Uganda’s 2018 HDI of 0.528 is above the average of 0.507 for countries in the low human development group and below the average of 0.541 for countries in Sub-Saharan Africa. From Sub-Saharan Africa, countries which are close to Uganda in 2018 HDI rank and to some extent in population size are Madagascar and Tanzania, which have HDIs ranked 162 and 159 respectively.

In terms of HDI indicators, between 1990 and 2018, Uganda’s life expectancy at birth increased by 17.1 years, mean years of schooling increased by 3.3 years and expected years of schooling increased by 5.6 years. Uganda’s GNI per capita increased by about 131.0 percent between 1990 and 2018.

The publication also reports on the performance of nations in Gender Inequality Index (GII), which reflects gender-based inequalities in three dimensions reproductive health, empowerment, and economic activity. Reproductive health is measured by maternal mortality and adolescent birth rates; empowerment is measured by the share of parliamentary seats held by women and attainment in secondary and higher education by each gender while economic activity is measured by the labour market participation rate for women and men.

According to the report, Uganda has a GII value of 0.531, ranking it 127 out of 162 countries in the 2018 index. The report says that 34.3 percent of parliamentary seats in Uganda are held by women, and 27.4 percent of adult women have reached at least a secondary level of education compared to 34.7 percent of their male counterparts.

On the other hand, for every 100,000 live births, 343.0women die from pregnancy related causes; and the adolescent birth rate is 118.8 births per 1,000 women of ages 15-19. Female participation in the labour market is 67.2 percent compared to 75.0 for men.

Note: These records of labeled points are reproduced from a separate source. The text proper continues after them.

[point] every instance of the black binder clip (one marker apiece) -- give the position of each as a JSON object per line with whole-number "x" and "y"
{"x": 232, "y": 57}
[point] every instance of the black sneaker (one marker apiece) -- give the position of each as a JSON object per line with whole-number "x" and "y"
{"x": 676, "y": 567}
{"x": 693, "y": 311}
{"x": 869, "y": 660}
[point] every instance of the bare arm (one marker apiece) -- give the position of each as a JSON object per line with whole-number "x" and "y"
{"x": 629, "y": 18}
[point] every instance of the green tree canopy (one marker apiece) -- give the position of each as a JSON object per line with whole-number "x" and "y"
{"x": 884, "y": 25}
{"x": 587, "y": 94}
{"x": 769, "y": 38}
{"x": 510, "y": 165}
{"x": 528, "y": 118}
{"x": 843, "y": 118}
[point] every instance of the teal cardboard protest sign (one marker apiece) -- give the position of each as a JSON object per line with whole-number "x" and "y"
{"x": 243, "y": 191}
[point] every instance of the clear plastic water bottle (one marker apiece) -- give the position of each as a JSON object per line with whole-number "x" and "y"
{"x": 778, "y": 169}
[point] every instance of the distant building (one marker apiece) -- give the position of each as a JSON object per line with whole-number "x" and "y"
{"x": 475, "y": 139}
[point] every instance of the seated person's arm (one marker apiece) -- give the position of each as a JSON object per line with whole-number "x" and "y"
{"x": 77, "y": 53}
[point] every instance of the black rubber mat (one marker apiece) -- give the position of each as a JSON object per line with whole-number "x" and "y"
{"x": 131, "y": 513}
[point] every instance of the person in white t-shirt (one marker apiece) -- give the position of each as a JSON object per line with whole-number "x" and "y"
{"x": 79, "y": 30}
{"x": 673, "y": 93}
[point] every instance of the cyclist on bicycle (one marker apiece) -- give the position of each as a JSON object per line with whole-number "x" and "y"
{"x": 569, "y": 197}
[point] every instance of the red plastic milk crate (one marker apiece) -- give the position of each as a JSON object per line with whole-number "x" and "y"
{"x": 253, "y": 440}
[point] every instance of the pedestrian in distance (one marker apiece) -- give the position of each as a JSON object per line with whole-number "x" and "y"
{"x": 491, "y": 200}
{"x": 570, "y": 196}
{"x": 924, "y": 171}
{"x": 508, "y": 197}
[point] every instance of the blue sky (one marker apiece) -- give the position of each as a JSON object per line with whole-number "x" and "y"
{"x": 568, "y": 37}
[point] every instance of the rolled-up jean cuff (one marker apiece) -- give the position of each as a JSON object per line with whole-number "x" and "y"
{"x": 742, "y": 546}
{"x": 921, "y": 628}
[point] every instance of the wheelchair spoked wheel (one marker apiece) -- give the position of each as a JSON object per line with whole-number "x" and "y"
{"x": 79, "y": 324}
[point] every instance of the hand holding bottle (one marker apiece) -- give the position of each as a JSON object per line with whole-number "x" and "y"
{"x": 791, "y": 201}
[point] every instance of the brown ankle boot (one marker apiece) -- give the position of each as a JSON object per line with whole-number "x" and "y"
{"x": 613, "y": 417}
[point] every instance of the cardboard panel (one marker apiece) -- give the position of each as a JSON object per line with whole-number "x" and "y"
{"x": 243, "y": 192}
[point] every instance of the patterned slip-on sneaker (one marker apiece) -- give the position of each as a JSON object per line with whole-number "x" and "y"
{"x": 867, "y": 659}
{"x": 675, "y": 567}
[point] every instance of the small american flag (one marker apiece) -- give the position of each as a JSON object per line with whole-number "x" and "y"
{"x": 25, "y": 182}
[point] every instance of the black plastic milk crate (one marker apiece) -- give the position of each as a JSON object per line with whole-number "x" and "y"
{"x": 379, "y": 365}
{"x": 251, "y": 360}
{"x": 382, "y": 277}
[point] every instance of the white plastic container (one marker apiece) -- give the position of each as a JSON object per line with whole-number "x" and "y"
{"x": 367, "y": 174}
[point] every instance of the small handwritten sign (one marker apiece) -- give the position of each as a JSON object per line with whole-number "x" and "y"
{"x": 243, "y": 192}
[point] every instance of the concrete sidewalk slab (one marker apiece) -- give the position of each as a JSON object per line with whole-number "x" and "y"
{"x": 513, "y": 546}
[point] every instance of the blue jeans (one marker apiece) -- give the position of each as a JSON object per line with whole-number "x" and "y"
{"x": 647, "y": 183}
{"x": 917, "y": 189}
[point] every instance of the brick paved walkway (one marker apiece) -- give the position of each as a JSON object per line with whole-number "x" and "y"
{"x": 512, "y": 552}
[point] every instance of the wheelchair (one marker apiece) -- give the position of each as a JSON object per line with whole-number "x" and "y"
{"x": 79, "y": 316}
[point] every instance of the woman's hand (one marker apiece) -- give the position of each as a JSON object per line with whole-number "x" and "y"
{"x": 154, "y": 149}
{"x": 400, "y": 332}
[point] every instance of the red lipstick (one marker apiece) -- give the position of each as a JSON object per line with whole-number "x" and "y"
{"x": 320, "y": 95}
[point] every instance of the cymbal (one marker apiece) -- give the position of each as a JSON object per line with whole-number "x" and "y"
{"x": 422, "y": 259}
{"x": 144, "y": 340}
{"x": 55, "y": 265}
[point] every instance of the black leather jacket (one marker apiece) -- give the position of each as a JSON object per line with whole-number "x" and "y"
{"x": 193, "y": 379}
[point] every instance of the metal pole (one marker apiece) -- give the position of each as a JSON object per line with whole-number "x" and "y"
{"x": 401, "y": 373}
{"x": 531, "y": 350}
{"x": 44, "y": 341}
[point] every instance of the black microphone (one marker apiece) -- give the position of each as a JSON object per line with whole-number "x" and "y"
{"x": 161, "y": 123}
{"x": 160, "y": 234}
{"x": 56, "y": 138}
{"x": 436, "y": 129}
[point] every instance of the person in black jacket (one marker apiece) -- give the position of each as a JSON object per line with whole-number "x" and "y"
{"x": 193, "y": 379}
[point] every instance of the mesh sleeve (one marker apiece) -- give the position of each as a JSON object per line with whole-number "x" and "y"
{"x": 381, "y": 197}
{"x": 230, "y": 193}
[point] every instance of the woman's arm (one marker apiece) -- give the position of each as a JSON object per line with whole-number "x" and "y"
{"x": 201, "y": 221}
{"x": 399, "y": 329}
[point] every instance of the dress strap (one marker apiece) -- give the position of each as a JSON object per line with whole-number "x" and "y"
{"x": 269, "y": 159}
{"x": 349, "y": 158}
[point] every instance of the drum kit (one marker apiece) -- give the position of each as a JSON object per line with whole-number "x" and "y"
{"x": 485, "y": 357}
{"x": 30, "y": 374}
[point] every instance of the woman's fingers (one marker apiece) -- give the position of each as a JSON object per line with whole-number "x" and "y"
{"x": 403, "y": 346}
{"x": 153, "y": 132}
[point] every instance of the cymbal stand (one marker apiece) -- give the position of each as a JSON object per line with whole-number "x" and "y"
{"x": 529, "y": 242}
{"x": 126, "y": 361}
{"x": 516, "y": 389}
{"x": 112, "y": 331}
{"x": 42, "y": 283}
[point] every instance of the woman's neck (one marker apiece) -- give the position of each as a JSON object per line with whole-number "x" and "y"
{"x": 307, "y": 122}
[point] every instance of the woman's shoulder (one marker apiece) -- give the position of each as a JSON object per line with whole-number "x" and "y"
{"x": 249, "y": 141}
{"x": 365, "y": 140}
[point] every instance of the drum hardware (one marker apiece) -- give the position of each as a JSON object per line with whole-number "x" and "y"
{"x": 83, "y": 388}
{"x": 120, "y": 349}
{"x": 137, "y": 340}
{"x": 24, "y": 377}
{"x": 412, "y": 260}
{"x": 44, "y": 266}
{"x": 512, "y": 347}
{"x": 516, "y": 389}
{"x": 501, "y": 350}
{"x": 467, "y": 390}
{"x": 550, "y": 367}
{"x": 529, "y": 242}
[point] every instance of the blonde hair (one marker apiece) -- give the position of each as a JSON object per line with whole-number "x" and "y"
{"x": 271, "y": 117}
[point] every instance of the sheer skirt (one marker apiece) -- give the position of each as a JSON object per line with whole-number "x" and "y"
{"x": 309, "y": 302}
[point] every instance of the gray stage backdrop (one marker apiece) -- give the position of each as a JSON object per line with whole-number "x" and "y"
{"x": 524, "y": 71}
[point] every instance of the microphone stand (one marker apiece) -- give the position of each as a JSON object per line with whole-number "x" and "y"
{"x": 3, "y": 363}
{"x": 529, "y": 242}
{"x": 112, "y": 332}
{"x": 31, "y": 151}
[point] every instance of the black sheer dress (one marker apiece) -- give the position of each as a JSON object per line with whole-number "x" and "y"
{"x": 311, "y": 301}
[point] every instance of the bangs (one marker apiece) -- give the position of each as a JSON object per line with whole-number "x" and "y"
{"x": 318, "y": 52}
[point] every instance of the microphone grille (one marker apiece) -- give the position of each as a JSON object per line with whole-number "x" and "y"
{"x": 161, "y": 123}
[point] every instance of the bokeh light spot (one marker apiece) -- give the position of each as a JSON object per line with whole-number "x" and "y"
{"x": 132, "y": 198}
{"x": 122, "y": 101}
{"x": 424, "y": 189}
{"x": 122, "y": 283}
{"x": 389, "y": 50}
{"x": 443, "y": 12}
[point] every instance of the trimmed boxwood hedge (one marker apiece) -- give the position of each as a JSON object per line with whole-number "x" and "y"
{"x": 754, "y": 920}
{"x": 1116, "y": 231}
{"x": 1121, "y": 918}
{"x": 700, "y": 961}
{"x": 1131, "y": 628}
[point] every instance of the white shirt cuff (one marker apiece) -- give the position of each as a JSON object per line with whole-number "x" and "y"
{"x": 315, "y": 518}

The report also goes beyond income and reports on the deprivations that people face using a

Multidimensional Poverty Index (MPI) which identifies deprivations suffered by individuals in health, education and standard of living and 10 indicators. The report shows that 55.1 percent of the Ugandan population are multidimensionally poor while 24.9 percent are vulnerable to multidimensional poverty.

If the deprivation score is 33.3 percent or greater, the household (and everyone in it) is classified as multidimensional poor. Individuals with a deprivation score greater than or equal to 20 percent but less than 33.3 percent are classified as vulnerable to multidimensional poverty.

Prof. Pamela Mbabazi, the Chairperson National Planning Authority said that most of the report findings align with observations made in Uganda’s national planning frameworks and its prescription of areas for redress align with development priorities identified in Uganda’s third National Development Plan now in its final stages of design.

These include improving the quality of education, jobs creation, reducing dependency on subsistence economy, combatting climate change cover, enhancing value addition in key growth opportunities, digitization of the economy and reducing vulnerabilities.